Usa. Condannato a morte perché gay, i giurati temevano in carcere si sarebbe potuto divertire con altri uomini


Era l’8 marzo 1992 quando Charles Rhines si introdusse nel Dig’ Em Donuts di Rapid City, nel Soth Dakota, da dove era stato licenziato. La sua intenzione era quella di rubare il contante dalla cassa, ma venne sorpreso da un ragazzo di 22 anni che faceva il turno di notte. Rhines colpì il giovane con almeno due coltellate. Fu catturato poco dopo a Seattle e non ci sono dubbi sulla sua colpevolezza.
Eppure fa discutere il motivo con cui la giuria decise di proporre la pena di morte. Secondo alcuni di loro, infatti, il fatto che fosse gay gli avrebbe reso troppo piacevole un ergastolo da scontare in una prigione con altri uomini.

Venticinque anni dopo la sentenza, Charles Rhines è ancora vivo.
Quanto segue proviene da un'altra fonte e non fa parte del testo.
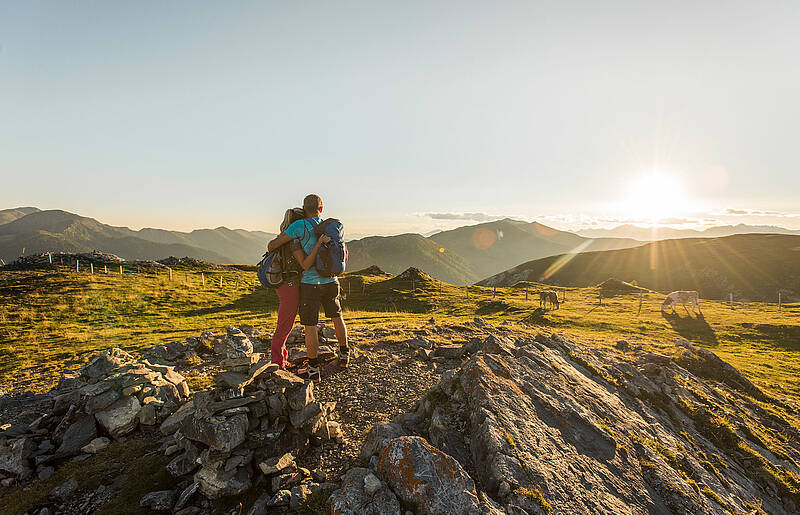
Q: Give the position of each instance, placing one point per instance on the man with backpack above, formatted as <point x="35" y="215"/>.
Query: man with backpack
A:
<point x="315" y="289"/>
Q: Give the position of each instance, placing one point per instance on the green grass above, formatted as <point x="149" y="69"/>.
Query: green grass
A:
<point x="52" y="319"/>
<point x="137" y="459"/>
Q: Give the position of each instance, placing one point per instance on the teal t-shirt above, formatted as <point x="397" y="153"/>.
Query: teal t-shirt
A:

Oggi ha cinquantasette anni e viene tenuto in costante isolamento. L'iniezione letale è stata rimandata grazie ad una serie di ricorsi, ma è nel 2016 che il suo avvocato scoprì come alcuni giurati sembrassero ossessionati dall'idea che avrebbe potuto far sesso con un altro uomo. «Tutti sapevano che era omosessuale e pensavano che non gli doveva essere concesso di trascorrere la sua vita in prigione con altri uomini», diceva un giurato. Secondo un altro «spedirlo in galera equivarrebbe a mandarlo dove vuole andare».
Da qui è partito un nuovo ricorso, appellandosi ad una sentenza del 2017 della Corte Suprema in cui, riferendosi ad un caso di giurati che in camera di consiglio avevano espresso giudizi razzisti contro gli ispanici, si sanciva che una persona deve essere condannata «per quello che fa, non per quello che è». E mentre La Corte Suprema ha rifiutato di riconsiderare la vicenda, cresce un ragionevole dubbio: Charles Rhines è stato condannato a morte perché omosessuale? Se fosse stato eterosessuale avrebbe avuto una sorte diversa?